Still, it was really striking to read these two very different books in conversation with one another. At their cores they seem to make a similar critique — that by seeking to dominate nature, civilization has made a fundamental mistake. This is by no means an original idea — and it’s one that I used to read and think more about

But seeing Horkheimer and Adorno argue that so many of our problems begin with our will to dominate nature, while at the same time reading delicious prose about the need to live in harmony with nature made me wonder anew about how we relate to nature. If we reconceived of how we fit into this world, would we be much better off? 

As Horkheimer and Adorno suggest with their heady call for self-reflection, this is hard and ongoing work. But my takeaway is that these two books are absolutely correct in their overlap: imagining a better world begins with reconceiving of who we are vis a vis nature. 

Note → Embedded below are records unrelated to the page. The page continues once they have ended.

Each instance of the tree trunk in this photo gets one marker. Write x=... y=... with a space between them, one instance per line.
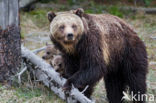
x=10 y=50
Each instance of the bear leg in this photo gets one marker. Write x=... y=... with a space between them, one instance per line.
x=137 y=84
x=114 y=88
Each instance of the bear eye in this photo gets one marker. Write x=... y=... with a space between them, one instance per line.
x=61 y=27
x=48 y=53
x=74 y=26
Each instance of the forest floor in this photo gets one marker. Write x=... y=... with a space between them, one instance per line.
x=35 y=31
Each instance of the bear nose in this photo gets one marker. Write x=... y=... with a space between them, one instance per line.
x=70 y=36
x=43 y=57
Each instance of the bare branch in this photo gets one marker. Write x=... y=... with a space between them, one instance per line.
x=50 y=78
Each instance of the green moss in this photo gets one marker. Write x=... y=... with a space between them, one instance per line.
x=115 y=11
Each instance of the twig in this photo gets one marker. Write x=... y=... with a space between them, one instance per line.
x=20 y=73
x=36 y=51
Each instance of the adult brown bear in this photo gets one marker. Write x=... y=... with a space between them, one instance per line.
x=96 y=46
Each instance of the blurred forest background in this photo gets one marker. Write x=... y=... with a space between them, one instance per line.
x=141 y=14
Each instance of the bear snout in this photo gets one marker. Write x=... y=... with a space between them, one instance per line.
x=70 y=36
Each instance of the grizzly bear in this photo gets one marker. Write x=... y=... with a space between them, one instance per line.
x=96 y=46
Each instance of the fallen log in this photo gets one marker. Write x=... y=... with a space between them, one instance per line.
x=45 y=73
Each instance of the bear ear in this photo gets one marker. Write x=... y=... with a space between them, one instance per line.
x=51 y=16
x=79 y=12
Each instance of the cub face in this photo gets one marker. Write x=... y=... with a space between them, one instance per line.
x=66 y=27
x=57 y=63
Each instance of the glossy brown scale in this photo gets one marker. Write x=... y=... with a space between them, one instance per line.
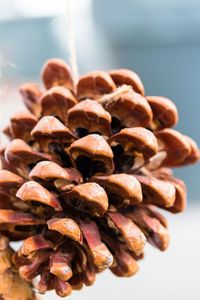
x=92 y=155
x=87 y=117
x=94 y=84
x=83 y=175
x=132 y=148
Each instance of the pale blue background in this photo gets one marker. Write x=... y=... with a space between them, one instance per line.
x=159 y=39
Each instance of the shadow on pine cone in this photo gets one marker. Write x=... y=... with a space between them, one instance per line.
x=82 y=176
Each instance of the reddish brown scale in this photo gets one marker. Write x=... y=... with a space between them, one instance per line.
x=35 y=243
x=155 y=232
x=136 y=146
x=98 y=157
x=92 y=155
x=66 y=227
x=125 y=76
x=59 y=266
x=129 y=110
x=165 y=113
x=89 y=116
x=33 y=191
x=19 y=156
x=49 y=173
x=132 y=235
x=22 y=123
x=156 y=191
x=125 y=265
x=176 y=146
x=56 y=72
x=122 y=189
x=94 y=85
x=100 y=253
x=88 y=197
x=18 y=225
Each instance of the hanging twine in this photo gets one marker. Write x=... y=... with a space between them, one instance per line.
x=1 y=114
x=71 y=46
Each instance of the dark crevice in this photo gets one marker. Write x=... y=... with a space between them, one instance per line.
x=88 y=167
x=123 y=162
x=59 y=150
x=116 y=125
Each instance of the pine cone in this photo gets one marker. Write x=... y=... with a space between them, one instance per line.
x=82 y=176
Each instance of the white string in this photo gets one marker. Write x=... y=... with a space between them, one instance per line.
x=71 y=46
x=1 y=114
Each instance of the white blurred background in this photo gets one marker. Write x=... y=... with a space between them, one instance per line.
x=158 y=39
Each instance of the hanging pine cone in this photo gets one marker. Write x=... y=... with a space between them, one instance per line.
x=82 y=176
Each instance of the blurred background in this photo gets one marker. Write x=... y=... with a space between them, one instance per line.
x=158 y=39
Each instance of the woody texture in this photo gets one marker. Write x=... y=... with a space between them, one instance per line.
x=83 y=173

In closing, I think it’s worth pointing out that Horkheimer and Adorno are only partly correct in the way they describe Judaism’s fundamental call to dominate nature. The call to dominate nature is definitely present (see Gen. 1:26-28 (although these verses can also be read as a constructive environmental ethic)). But as Rabbi Joseph Solveitchik persuasively argues in his The Lonely Man of Faith, there is another current of thought present from the outset of the Jewish tradition, present in Genesis 2. This is the thread in the tradition that asks us to be in relationship with the divine, that asks us to consider imperatives bigger than ourselves. It seems that the way out of the dialectic Horkheimer and Adorno describe is already embedded in the Jewish tradition.